Rokoko terimi kelime anlamı itibariyle Fransızca kökenli “rocaille” (kaya süslemesi) ve “coquillege” (kabuk) kelimelerinden gelmektedir. 18. yüzyıl Fransa topraklarında başlayan Rokoko dönemi daha sonraları İtalya, İngiltere ve Almanya ve hatta Rusya gibi ülkelerde zamanla görülmeye başladı. Ayrıca bu dönemin kökleri Rönesans’tan beri süregelen su çeşme süslemeleri gibi daha fazla detay isteyen süslemelere dayanır.
- yüzyıl genel Avrupa tarihine baktığımızda ise, zaten bütün sanat ve bilim dallarında artık yavaş yavaş başlayan bir laikleşme belirgin biçimde görülebilir.
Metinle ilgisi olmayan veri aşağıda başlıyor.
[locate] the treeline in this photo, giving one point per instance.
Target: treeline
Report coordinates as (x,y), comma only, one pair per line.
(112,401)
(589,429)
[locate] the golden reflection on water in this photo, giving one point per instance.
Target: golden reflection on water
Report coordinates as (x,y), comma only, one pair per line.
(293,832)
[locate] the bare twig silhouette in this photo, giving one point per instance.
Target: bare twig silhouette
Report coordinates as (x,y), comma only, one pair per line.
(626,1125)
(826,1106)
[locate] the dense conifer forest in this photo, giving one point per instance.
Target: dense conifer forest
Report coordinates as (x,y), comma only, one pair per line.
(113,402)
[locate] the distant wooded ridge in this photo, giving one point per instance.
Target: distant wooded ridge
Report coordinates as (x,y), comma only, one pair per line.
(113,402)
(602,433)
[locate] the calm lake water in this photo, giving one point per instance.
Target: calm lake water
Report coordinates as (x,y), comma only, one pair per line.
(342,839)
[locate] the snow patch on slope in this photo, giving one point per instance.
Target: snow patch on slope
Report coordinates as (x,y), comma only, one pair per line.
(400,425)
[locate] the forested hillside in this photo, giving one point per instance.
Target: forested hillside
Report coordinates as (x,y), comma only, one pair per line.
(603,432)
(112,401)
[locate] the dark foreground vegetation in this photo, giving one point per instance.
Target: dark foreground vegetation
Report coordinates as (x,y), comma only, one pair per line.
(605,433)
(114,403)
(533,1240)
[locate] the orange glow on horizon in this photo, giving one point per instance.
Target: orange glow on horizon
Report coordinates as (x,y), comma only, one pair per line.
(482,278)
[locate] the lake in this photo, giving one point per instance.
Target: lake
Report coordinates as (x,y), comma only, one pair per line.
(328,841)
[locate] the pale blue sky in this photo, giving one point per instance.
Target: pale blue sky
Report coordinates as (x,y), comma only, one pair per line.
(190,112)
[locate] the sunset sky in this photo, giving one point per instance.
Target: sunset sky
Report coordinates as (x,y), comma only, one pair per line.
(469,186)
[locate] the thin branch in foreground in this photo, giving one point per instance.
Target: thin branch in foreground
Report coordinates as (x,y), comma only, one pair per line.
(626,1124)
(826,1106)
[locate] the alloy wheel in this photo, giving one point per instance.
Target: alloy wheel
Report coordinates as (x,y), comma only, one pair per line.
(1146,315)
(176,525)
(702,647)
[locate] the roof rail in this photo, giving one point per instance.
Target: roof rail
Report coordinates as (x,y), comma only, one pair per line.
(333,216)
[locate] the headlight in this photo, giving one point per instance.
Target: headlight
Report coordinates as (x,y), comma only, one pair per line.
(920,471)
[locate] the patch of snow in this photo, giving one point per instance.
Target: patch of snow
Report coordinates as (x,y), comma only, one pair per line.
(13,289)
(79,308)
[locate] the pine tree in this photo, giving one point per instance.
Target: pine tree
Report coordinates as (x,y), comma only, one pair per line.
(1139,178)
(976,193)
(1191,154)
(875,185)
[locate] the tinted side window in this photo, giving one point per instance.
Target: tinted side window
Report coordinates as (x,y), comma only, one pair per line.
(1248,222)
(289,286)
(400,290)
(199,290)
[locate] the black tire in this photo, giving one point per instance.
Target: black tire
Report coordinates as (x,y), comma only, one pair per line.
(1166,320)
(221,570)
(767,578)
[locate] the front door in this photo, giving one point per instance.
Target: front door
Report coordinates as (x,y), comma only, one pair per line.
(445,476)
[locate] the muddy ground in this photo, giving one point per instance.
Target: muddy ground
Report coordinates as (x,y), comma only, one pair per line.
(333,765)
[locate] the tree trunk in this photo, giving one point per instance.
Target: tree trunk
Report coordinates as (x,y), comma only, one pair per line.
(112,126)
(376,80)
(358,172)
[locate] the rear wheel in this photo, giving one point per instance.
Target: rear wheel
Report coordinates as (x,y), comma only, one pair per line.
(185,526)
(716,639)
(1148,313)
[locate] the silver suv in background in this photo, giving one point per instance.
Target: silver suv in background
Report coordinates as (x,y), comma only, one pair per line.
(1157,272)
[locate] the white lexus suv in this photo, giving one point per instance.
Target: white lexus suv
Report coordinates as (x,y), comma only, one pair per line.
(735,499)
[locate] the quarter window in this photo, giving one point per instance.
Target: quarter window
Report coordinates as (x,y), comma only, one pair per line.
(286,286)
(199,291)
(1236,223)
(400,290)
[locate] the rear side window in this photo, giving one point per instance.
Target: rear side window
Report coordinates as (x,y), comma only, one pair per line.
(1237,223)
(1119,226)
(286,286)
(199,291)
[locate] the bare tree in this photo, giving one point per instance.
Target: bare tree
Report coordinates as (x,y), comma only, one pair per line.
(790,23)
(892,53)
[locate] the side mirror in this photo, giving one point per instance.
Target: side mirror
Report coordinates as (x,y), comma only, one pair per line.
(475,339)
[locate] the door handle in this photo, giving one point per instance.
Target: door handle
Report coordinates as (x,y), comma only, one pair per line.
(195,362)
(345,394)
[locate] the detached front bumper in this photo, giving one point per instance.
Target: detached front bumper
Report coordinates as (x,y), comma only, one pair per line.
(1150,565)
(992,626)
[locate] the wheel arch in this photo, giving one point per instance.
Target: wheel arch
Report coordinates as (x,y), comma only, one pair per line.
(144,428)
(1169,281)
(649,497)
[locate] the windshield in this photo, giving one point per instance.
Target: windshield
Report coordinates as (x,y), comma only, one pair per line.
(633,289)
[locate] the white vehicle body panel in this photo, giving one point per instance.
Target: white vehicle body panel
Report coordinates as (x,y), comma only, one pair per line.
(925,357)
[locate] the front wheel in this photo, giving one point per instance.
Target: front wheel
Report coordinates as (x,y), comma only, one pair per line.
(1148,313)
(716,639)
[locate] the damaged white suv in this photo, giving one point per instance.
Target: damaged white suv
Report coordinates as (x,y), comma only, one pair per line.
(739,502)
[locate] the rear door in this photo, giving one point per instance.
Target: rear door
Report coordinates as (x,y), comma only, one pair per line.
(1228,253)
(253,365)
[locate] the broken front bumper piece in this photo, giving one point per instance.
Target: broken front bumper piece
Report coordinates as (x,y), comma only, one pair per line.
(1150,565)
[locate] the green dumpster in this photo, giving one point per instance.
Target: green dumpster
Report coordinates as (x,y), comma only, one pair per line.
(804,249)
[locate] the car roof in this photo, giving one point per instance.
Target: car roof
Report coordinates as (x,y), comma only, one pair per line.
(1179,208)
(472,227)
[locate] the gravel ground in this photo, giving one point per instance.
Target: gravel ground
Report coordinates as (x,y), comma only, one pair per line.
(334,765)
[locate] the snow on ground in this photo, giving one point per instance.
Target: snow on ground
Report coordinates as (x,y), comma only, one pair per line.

Özellikle Fransa Kralı XIV. Louis’in ölümü ile tahta çıkan XV. Louis, iç siyasette radikal değişimler yapmıştır. Bunların en başında geçmiş yıllardan beri süregelen, hiyerarşik mutlak monarşinin bozulması yer alır. Bu bozulmayla birlikte artık sarayın sıkı yönetiminden kurtulan soylu ve sanatçılar, Paris’i zevklerine göre yaşayabilecekleri bir yer haline getirmeye başladılar. Rokoko dönemi işte böyle bir ortamda başladı.
Watteau, Fransa’nın Valenciennes kasabasında dünyaya geldi. Daha hayatının ilk yıllarında yeteneği anlaşılan Watteau, henüz 18 yaşındayken önce Fransız ressam Gillot’un, daha sonra da Lüksemburg Saray’ının dekorasyonuyla sorumlu olan Audran’ın yanına çırak olarak verildi. Kariyerinin başlarında genelde bir resim atölyesinde cüzi fiyata ünlü ressamların eserlerini kopyalardı ama kendisi çok titiz bir ressamdı. Bir eser ortaya koymadan yüzlerce taslak çizer, bunlar üzerine saatlerini harcardı. Daha sonraları kendi üslubunu oluşturmaya başlayan Watteau’ya halk tarafından olan ilgi günden güne arttı. Bu dönemde yaptığı eserler ile seçkin insanlara birçok tablo satmayı başarabildi ancak bu parlak dönemi erken vuran bir talihsizlik sebebiyle çok erkenden bitti. 37 yaşında verem hastalığına yakalanan Watteau çok fazla dayanamadan genç yaşta vefat etti. En fazla bilinen eserleri ölmeden bir yıl önce yapmış olduğu Mezzetin ve İtalyan Komedyenler adlı eserlerdir.Burada tanıtılan eser Watteau’nun 1717 yılında yapmış olduğu ‘Çuha Adasına Yolculuk’ adlı tablodur. Çuha adası, Yunan mitolojisinde geçtiğine göre Aşk Tanrıçası Venüs’ün doğduğu adadır. Bundan dolayı Watteau eğer bir aşık çift çizecekse, bu ada onları yerleştirmek için en uygun yer olarak düşünmüştür. Resimdeki kişilere baktığımızda hemen hemen herkes kendi çiftini bulmuş, onlarla el ele tutuşup flört ediyor gibi gözüküyor. Tablonun hemen sol tarafında ise altından yapılmış, çiçek süslemeleri ve çeşitli işlemelerle ile dolu bir kayık gözüküyor. Kayığın hemen yanındaki çiftler muhtemelen birazdan kalkacak olan bu kayığa binmeye hazırlanıyorlar. Tepedeki kişilere baktığımızda çiftler birbirlerini aşağı kayığa doğru yönlendiriyor. Eserin adı Çuha Adasına Yolculuk olmasına rağmen ortamda bir ayrılık havası var gibi gözüküyor. Durum böyle olunca sanat eleştirmenleri bu esere birçok farklı yorumlar getirmiştir. Bu yorumlara göre Watteau bu eserde aşkın sonsuza dek sürmeyeceğini, mutluluğun kısa sürede tükendiğini ve eninde sonunda çiftlerin aşk adasından ayrılacağını vurgulamaktadır.